James Van Fleet - Military Career

Military Career

During World War I, he served as a battalion commander as part of the American Expeditionary Force under General John J. Pershing.

While serving as the senior officer of the University of Florida's U.S. Army Reserve Officers' Training Corps (ROTC) program, Van Fleet also served as the head coach of the Florida Gators football team in 1923 and 1924. He led the Gators into national prominence with a 12–3–4 (.737) record.

Van Fleet commanded the 8th Infantry Regiment for three years and led it into combat in Europe in World War II, participating in the D-Day landings on Utah Beach in June 1944. Although widely regarded as an outstanding officer, he was blocked from promotion because the Army Chief of Staff, General George Marshall, erroneously confused Van Fleet with a well-known alcoholic officer with a similar name. When Eisenhower, now the European Theater commander, informed Marshall of his mistake, Van Fleet was soon promoted to divisional and corps command. He later served with General George S. Patton's U.S. Third Army as commander of III Corps.

In 1946, Van Fleet was sent to Greece as the executor of the "Truman Doctrine," and he was instrumental in the outcome of the Greek Civil War by providing advice to the Greek government and 250 military advisers, as well as administering $400 million in military aid. The central square in the northern Greek city of Kastoria has featured a bust of Van Fleet for many years, and was replaced with a new statue as recently as 2007.

Van Fleet was commanding general of the U.S. Second Army from August 10, 1950 to April 11, 1951.

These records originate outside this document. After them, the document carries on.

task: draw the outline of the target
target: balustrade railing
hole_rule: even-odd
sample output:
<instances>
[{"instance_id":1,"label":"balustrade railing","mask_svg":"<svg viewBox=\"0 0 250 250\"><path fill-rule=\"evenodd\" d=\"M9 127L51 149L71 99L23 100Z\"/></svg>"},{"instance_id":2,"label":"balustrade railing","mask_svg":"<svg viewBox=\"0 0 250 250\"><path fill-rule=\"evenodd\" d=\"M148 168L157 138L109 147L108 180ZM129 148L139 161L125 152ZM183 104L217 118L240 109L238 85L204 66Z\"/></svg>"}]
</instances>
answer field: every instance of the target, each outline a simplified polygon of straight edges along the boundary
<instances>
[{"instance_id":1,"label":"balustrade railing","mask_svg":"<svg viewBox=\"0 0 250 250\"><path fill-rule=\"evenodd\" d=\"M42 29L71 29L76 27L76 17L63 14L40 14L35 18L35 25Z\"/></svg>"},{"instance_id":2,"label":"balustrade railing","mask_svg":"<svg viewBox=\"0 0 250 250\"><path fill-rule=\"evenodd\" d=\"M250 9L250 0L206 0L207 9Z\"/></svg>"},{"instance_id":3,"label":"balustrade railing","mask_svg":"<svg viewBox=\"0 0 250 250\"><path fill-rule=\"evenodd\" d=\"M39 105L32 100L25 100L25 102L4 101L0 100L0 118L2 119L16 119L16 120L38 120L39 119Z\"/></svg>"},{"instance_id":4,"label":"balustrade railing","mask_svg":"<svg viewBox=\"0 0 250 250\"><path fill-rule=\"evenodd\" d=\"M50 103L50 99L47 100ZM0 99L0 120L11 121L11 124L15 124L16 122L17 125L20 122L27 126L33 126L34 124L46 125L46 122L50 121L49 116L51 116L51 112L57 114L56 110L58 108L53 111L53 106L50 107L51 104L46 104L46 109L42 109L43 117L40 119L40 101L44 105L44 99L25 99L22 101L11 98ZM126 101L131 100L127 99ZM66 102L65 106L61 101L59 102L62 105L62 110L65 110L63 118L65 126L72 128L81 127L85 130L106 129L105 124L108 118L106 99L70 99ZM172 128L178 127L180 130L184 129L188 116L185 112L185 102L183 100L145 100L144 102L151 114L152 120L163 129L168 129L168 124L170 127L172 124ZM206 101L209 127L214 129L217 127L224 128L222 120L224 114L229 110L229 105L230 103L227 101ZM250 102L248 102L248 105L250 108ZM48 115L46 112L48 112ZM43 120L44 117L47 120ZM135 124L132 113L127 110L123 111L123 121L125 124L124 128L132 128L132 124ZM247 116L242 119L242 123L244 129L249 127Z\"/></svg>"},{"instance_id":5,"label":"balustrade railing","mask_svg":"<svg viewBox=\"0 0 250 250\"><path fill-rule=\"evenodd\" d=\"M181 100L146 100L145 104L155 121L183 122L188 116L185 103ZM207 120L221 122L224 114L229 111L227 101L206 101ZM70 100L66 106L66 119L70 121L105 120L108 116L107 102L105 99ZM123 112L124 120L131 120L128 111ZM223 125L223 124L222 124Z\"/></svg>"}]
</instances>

In 1951, he replaced General Matthew B. Ridgway as commander of the U.S. Eighth Army and United Nations forces in Korea. He continued Ridgway's efforts to strengthen the Eighth Army in its campaign against numerically superior Communist Chinese and North Korean enemy forces. His only son, U.S. Air Force Captain James A. Van Fleet, Jr., was a B-26 bomber pilot who was killed in the Korean War.